这意味着您实际上正在覆盖SPARK_HOME/jar,并告诉Thread从您的路径中获取应用程序运行所需的所有jar,如果设置SPARK.Thread.jars属性,则SPARK运行的所有依赖jar都应该出现在该路径中,如果您查看SPARK_HOME/lib中的SPARK-assembly.jar,
org.apache.spark.deploy.Thread.ApplicationMaster类存在,因此请确保所有spark依赖项都存在于指定为spark.Thread.jars的HDFS路径中。

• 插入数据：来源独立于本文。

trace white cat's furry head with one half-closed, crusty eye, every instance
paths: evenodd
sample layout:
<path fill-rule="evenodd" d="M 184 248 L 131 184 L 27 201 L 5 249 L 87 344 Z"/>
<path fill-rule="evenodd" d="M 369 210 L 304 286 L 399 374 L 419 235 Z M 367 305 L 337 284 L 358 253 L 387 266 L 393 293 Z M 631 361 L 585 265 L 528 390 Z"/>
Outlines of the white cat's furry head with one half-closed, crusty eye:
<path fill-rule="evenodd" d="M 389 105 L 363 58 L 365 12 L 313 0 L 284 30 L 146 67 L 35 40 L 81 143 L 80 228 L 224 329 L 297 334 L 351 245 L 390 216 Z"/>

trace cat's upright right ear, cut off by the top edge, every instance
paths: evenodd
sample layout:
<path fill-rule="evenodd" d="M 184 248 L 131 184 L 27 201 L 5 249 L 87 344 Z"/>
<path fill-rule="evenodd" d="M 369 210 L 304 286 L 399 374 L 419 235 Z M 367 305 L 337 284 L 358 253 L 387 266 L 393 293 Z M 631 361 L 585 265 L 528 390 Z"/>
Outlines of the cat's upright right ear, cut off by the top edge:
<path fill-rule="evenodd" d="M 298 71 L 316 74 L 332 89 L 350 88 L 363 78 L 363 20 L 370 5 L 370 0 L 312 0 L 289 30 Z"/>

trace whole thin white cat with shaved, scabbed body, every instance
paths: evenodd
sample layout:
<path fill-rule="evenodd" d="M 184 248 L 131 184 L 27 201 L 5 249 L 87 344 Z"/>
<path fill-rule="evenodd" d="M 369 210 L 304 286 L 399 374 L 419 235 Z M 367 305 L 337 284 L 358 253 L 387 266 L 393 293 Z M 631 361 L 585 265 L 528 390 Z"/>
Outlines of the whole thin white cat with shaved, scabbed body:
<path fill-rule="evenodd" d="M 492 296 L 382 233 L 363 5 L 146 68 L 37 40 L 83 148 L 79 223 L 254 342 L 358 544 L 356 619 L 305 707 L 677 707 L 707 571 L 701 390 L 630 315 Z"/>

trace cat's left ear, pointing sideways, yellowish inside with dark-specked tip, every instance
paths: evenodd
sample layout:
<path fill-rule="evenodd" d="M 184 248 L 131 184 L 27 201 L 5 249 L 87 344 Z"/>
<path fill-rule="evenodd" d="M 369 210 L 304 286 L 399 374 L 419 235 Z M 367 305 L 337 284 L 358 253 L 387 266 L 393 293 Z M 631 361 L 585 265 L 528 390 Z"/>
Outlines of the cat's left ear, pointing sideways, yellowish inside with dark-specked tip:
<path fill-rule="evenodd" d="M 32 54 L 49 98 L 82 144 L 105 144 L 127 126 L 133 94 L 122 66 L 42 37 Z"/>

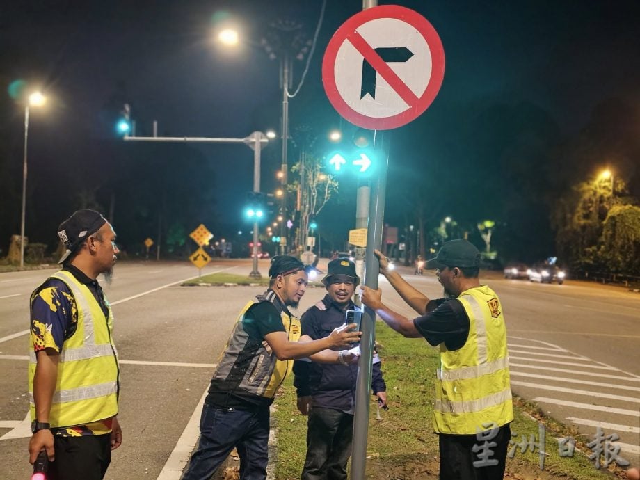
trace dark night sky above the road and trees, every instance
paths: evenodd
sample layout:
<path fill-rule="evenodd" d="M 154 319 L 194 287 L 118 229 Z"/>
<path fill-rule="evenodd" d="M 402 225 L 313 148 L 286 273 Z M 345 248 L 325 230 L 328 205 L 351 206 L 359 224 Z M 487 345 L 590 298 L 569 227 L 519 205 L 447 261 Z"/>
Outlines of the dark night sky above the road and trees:
<path fill-rule="evenodd" d="M 640 137 L 639 2 L 398 3 L 424 15 L 438 31 L 446 68 L 429 109 L 410 125 L 385 133 L 390 145 L 387 223 L 401 229 L 415 223 L 419 198 L 431 227 L 447 214 L 469 225 L 495 218 L 505 232 L 511 230 L 511 256 L 525 257 L 513 247 L 522 242 L 513 234 L 519 229 L 513 218 L 528 216 L 541 225 L 533 229 L 541 239 L 530 241 L 551 250 L 548 198 L 580 175 L 593 175 L 605 163 L 616 168 L 619 157 L 617 168 L 632 190 L 638 186 L 639 159 L 630 154 L 638 152 L 637 141 L 621 143 Z M 3 252 L 10 235 L 19 233 L 22 201 L 24 104 L 8 93 L 17 79 L 41 86 L 49 97 L 46 109 L 32 109 L 29 125 L 26 234 L 32 241 L 54 248 L 56 227 L 65 216 L 83 206 L 108 211 L 114 196 L 115 228 L 131 250 L 154 237 L 153 210 L 159 205 L 173 205 L 174 216 L 184 211 L 189 231 L 200 222 L 217 237 L 248 230 L 240 220 L 240 204 L 252 188 L 250 149 L 125 145 L 115 135 L 115 120 L 127 102 L 138 135 L 150 135 L 153 120 L 160 135 L 170 136 L 280 131 L 278 61 L 270 61 L 256 43 L 278 20 L 302 24 L 311 39 L 321 6 L 319 0 L 4 2 Z M 331 35 L 361 9 L 360 1 L 326 2 L 310 70 L 289 103 L 289 164 L 298 158 L 301 139 L 309 138 L 301 131 L 313 132 L 321 154 L 324 132 L 353 129 L 326 99 L 321 61 Z M 237 19 L 250 42 L 233 53 L 221 50 L 212 40 L 221 19 Z M 294 88 L 304 67 L 305 61 L 294 65 Z M 275 189 L 280 154 L 279 140 L 264 150 L 263 191 Z M 179 186 L 169 189 L 171 182 Z M 320 217 L 327 239 L 338 242 L 353 227 L 334 225 L 330 218 L 338 213 L 355 218 L 354 189 L 355 182 L 344 182 L 324 220 Z M 526 214 L 507 208 L 536 195 L 539 202 L 518 207 Z"/>

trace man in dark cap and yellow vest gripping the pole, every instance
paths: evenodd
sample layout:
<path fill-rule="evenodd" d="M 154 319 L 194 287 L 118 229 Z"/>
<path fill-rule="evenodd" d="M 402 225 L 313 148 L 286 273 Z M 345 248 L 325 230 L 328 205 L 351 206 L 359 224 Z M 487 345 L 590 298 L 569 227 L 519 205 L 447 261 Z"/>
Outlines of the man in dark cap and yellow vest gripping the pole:
<path fill-rule="evenodd" d="M 502 479 L 511 438 L 513 403 L 502 304 L 478 280 L 480 253 L 466 240 L 447 241 L 427 262 L 445 290 L 429 300 L 409 285 L 378 250 L 380 271 L 421 316 L 410 320 L 365 287 L 362 302 L 405 337 L 440 348 L 433 427 L 440 437 L 440 479 Z"/>

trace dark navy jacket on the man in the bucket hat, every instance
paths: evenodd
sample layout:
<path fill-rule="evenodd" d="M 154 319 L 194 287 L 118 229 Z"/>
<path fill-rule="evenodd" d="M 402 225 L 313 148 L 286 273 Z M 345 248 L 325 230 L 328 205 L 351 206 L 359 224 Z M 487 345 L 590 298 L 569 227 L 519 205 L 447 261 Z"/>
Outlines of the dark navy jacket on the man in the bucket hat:
<path fill-rule="evenodd" d="M 349 310 L 358 310 L 353 302 Z M 316 305 L 310 307 L 301 317 L 302 335 L 309 335 L 317 340 L 329 335 L 336 327 L 344 324 L 344 310 L 335 305 L 328 294 Z M 373 392 L 385 392 L 386 385 L 382 378 L 380 360 L 374 355 L 371 369 L 371 385 Z M 351 410 L 355 397 L 358 365 L 339 365 L 310 362 L 307 359 L 294 362 L 294 385 L 298 397 L 312 397 L 311 406 L 334 408 L 335 410 Z"/>

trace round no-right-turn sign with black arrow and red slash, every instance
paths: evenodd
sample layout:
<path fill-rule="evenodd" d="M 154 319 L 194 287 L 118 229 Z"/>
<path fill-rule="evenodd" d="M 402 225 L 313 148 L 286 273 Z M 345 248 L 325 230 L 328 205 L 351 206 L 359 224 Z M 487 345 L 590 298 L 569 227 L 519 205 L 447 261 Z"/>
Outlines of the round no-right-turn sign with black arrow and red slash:
<path fill-rule="evenodd" d="M 401 127 L 421 115 L 444 75 L 438 33 L 422 15 L 397 5 L 353 15 L 333 34 L 322 61 L 333 107 L 371 130 Z"/>

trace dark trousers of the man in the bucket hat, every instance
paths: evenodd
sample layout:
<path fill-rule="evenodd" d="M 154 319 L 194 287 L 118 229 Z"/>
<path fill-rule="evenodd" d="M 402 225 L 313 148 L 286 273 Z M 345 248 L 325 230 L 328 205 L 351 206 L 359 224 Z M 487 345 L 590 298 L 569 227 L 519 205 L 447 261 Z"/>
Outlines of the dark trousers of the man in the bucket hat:
<path fill-rule="evenodd" d="M 302 480 L 346 479 L 351 456 L 353 415 L 314 407 L 307 422 L 307 458 Z"/>

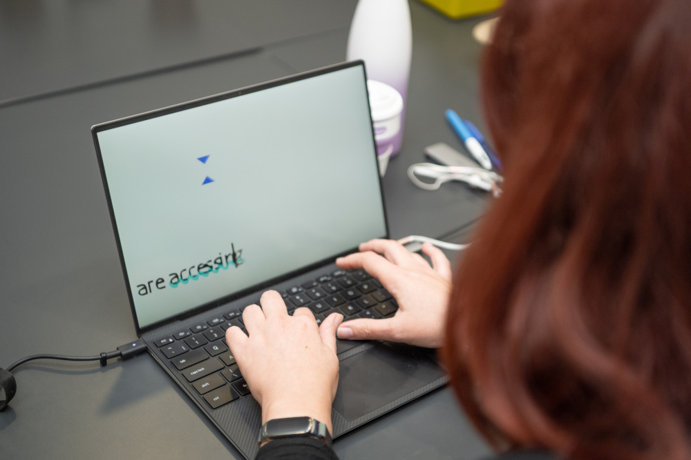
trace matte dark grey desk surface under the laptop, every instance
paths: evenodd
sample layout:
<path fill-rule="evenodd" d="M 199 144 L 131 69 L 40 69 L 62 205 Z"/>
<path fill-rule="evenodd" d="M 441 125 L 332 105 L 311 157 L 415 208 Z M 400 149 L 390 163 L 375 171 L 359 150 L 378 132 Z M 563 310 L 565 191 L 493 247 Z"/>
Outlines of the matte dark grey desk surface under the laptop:
<path fill-rule="evenodd" d="M 91 125 L 345 59 L 354 1 L 240 3 L 1 3 L 0 100 L 12 102 L 0 104 L 0 365 L 46 352 L 98 354 L 135 338 Z M 461 148 L 444 109 L 482 127 L 480 46 L 471 39 L 482 18 L 450 21 L 417 1 L 410 9 L 404 149 L 389 166 L 384 192 L 392 237 L 438 236 L 480 217 L 486 197 L 458 183 L 419 190 L 406 169 L 424 159 L 430 143 Z M 135 49 L 124 29 L 96 22 L 133 17 L 127 31 L 138 38 L 138 55 L 125 59 L 118 50 Z M 220 27 L 223 17 L 240 26 Z M 236 44 L 219 47 L 224 40 Z M 17 43 L 12 53 L 8 43 Z M 98 53 L 89 56 L 91 46 Z M 73 67 L 61 67 L 57 54 Z M 92 68 L 89 59 L 102 56 L 114 58 Z M 146 355 L 107 368 L 36 361 L 15 374 L 19 392 L 0 412 L 0 458 L 240 458 Z M 448 388 L 334 447 L 343 459 L 488 452 Z"/>

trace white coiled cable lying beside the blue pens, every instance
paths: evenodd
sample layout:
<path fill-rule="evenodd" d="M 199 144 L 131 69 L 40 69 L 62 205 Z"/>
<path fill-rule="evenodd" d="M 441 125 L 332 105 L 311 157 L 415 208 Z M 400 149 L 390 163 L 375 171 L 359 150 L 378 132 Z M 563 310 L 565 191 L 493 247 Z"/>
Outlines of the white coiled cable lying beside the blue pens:
<path fill-rule="evenodd" d="M 441 166 L 434 163 L 415 163 L 408 168 L 408 177 L 419 188 L 424 190 L 437 190 L 442 183 L 448 181 L 462 181 L 469 186 L 492 192 L 498 197 L 501 192 L 502 177 L 496 172 L 483 168 L 470 168 L 467 166 Z M 419 177 L 434 179 L 433 182 L 424 182 Z"/>

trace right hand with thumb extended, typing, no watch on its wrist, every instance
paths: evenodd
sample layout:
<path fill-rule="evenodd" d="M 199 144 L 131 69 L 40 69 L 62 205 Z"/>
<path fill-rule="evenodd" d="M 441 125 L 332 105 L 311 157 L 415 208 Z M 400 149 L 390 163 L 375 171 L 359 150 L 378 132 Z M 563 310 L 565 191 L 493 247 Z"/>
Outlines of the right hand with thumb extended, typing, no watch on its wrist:
<path fill-rule="evenodd" d="M 337 259 L 343 270 L 364 269 L 381 281 L 399 304 L 391 318 L 353 319 L 338 329 L 339 339 L 375 339 L 409 343 L 426 348 L 442 346 L 444 321 L 451 296 L 451 263 L 430 243 L 420 254 L 397 241 L 373 239 L 360 252 Z"/>

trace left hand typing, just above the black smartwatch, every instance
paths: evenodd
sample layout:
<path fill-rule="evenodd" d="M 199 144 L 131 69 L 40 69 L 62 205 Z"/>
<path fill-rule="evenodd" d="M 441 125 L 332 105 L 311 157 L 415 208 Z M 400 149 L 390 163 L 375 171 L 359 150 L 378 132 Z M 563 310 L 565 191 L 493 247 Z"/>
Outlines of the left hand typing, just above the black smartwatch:
<path fill-rule="evenodd" d="M 336 330 L 343 315 L 332 313 L 321 327 L 308 308 L 288 315 L 281 295 L 262 294 L 261 308 L 243 311 L 247 334 L 233 326 L 226 341 L 252 396 L 261 405 L 262 423 L 285 417 L 312 417 L 331 426 L 331 404 L 339 381 Z"/>

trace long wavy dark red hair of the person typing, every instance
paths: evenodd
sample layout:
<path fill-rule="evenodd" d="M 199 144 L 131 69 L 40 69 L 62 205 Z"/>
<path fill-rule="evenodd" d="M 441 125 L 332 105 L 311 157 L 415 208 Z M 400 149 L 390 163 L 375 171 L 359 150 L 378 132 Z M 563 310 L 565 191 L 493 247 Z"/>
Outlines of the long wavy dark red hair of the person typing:
<path fill-rule="evenodd" d="M 498 447 L 691 458 L 691 2 L 507 0 L 442 354 Z"/>

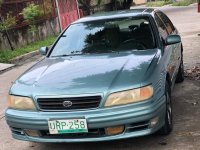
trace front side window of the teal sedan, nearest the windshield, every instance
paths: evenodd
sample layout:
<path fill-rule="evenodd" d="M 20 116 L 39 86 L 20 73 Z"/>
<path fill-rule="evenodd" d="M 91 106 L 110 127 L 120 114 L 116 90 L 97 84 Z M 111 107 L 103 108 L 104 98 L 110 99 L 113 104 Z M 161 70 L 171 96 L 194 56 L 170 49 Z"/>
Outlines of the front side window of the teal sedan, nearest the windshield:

我终于能够理解此属性。我通过hit-n-trial发现这个属性的正确语法是

火花、纱线、罐子=hdfs://xx:9000/user/spark/share/lib/*jar先生

我没有把
*.jar
放在最后,我的路径只是以/lib结束。我试着像这样放置实际的程序集jar-
spark.warn.jars=hdfs://sanjeevd.brickred:9000/user/spark/share/lib/spark-纱线_2.11-2.0.1.jar
但运气不佳。上面说的是无法加载ApplicationMaster


我在

上发布了我对某人提出的类似问题的回答。您也可以使用
spark.warn.archive
选项,并将其设置为包含存档根目录下
$spark\u HOME/JARs/
文件夹中所有jar的存档(您创建的)位置。例如:

  • 创建归档文件:
    jar cv0f spark-libs.jar-C$spark\u HOME/jars/
  • 上传到HDFS:
    HDFS dfs-put spark-libs.jar/some/path/

    2a。对于大型群集,请增加Spark归档的复制计数,以便减少节点管理员执行远程复制的次数<代码>hdfs dfs–setrep-w 10hdfs:///some/path/spark-libs.jar
  • (更改与总节点管理员数量成比例的副本数量)
  • spark.warn.archive
    设置为
    hdfs:///some/path/spark-libs.jar

  • 谢谢我在最后修改了我的问题。因为我使用的是Spark 2.0.1,所以没有组装jar。所以我找不到ApplicationMasterJava类。为什么spark在我取消设置spark.Thread.jars属性时不抱怨?当我将所有/spark/jar上传到HDFS并将spark.warn.jars属性设置为指向此HDFS位置时,spark就发疯了,并请求ApplicationMaster。顺便说一句,我也没有/spark/lib文件夹。我想他们在2.x版本中也改变了。请从Spark 2.X获得任何帮助,他们已经停止创建程序集jar,如果您在/jars文件夹中查找,您将找到Spark-Jarn_-.jar,它应该包含ApplicationMaster类,请验证您在/jars文件夹中是否有此jar。如果您拥有它并且已将其复制到HDFS位置,则我不知道您为什么会出现此错误。:)谢谢你的帮助。我增加了你的评论;看起来我在指定此属性时遇到语法问题。嗨,Sanjeev,在我的例子中,只有$SPAKR_HOME$/jars中的jar被复制。您如何制作自己的jar,即
    SparkSimple-0.0.1SNAPSHOT.jar
    也复制到hdfs?这是“spark defaults.conf”的一部分吗?jar文件在hdfs中已经可用了吗?